Sunday 31 August 2008

On writing and other things, again


17/07/08


Cloudy and rainy again. On the verge of breaking the 160,000 word mark. I’ve added the sledge travelling part and went along with those characters of mine through blizzards and endless sheets of whitness where horizon and land merge into one infinity. I saw those huskey dogs run wild, dragging the sledge behind and I felt every bump on the way. Whether I actually managed to convey the experience in words is another matter, as always. My last big journey will be trekking through the dense tropical forest that leads to the Shores. It will only be a short trip but I’m looking forward to letting my mind travel in the far-flung regions of perfection. I cheated time and gravity all at once. Whilst my body is bound to this reality, being stuck- a prisoner- between grey walls, relentless noise and ugly landscapes that make up a city I can no longer stand, I have at the same time travelled so far away that it blows my own mind. It is as though I have really been to those unreachable realms of beauty and sheer wilderness. I went, saw, felt and remembered like a true explorer. What I do not know is whether I was able to translate everything I saw, felt, heard and experienced into something I could share. Yet I know now that what I have written is my most precious possession. It is my own escape, a world I created along the way that is entirely mine even though it now stands on its feet and has its own ‘spirit’. I may have thrown in the foundations but the rest that ensued was of its own accord. The world shaped itself into what it ought to be, not according to what I wished it to morphe into, in a way. Or perhaps the grey walls and relentless noise around me, the gloom and crying skies, were the very element that helped me build a world so far removed from my reality. I longued for sunny horizons and green landscapes, glimpses of purity boyond the ruthless materiality that is everywhere my eyes look.


So much so that in the end the perfect world was born- out of a mind that felt smothered alive and reaching out for air and freedom it can never truly obtain. I suspect I shall never win such freedom, for I know very little of what it ought to be. I only yearn for the ideal it instills in my mind. I’ll always be a prisoner of this reality and a pawn of materiality. It is inevitable. All I have is a yearning mind and itchy fingers eager to better themselves. These tools are my only defense, my only way out. Beyond that nothing much truly makes sense. Everything is veiled or concealed from its truth. Every object, every palpable thing is known without knowledge and taken for granted. Even the food we eat everyday isn’t known. It is so far removed from its original state and has gone through so many different processes that it is but a lie to think we know the finished product. 


If I picked a tomato and turned it myself into a puree I would know what ketshup is.

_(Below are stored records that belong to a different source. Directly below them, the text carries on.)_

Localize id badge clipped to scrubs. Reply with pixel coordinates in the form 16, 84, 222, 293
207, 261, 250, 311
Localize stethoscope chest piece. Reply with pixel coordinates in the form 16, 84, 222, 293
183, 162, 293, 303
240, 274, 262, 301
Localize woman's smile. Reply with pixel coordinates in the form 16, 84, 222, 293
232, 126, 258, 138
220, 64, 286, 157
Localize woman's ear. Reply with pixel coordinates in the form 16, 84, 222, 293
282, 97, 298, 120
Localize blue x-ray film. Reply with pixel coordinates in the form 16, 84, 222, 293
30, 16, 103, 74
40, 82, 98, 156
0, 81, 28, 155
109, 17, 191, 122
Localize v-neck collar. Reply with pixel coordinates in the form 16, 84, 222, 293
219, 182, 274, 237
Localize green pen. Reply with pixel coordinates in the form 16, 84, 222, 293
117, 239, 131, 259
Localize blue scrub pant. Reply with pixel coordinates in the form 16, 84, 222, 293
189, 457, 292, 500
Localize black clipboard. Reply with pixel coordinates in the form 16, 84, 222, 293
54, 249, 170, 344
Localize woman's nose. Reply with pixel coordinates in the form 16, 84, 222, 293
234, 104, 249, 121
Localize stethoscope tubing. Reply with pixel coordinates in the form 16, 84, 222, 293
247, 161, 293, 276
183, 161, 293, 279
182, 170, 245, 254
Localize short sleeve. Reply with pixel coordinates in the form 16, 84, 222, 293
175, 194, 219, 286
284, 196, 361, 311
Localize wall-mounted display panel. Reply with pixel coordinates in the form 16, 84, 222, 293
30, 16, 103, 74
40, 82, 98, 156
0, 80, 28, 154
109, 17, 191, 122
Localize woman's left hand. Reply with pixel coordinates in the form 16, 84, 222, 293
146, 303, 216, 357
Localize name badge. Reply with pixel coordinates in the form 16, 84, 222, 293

I look at that glass bottle and the only way I ‘know’ it is ketshup is thanks to a label telling me that it is. Social conditioning also instilled in me many templates of what certain things ought to look, feel or taste like but unless I haven’t discovered the thing myself, from its initial state to its finality then all that I know is really little more than an illusion. No wonder I feel trapped and confused in a world where everything that surrounds you is based on a tacit agreement that we ought to know things simply because a majority says what they ought to be.


 It seems especially true of food. How do I know what that beef steak really is, beyond the safe label stuck on it telling me that it is? It’s pretty much a game of trust and I should be trusting enough to take whoever’s word for it but in an age where only profit and money prevail, I find myself lost and frightened. Even if I decide not to trust what is deemed to be, even if I refuse to believe readily that the beef in front of me really is beef, everything has been so far removed from me for so long that I have no alternative but wonder forever. I have no option to go back to the source and learn- truly- what beef is, what that piece on my plate is. It seems that while we appear to live in a world of great material technology, we’ve never been so far removed from reality itself, living off understandings on what everything ought to be- living off one illusion to the next.


Anyway, I need to go to the bank pretty soon and that really pisses me off. The bank itself is a perfect allegory of illusion-based reality where the bank is a term that refers to an unknown agglomeration of people and powers. There is no real relation or exchange between the individual and the bank, only the illusion of one through numbers of people and machines. Hence the difficulties and headaches such encounters always seem to give us. In the spectrum of Reality such encounters are in fact at the lower end and could be deemed more likely to be an illusion than not. Fact.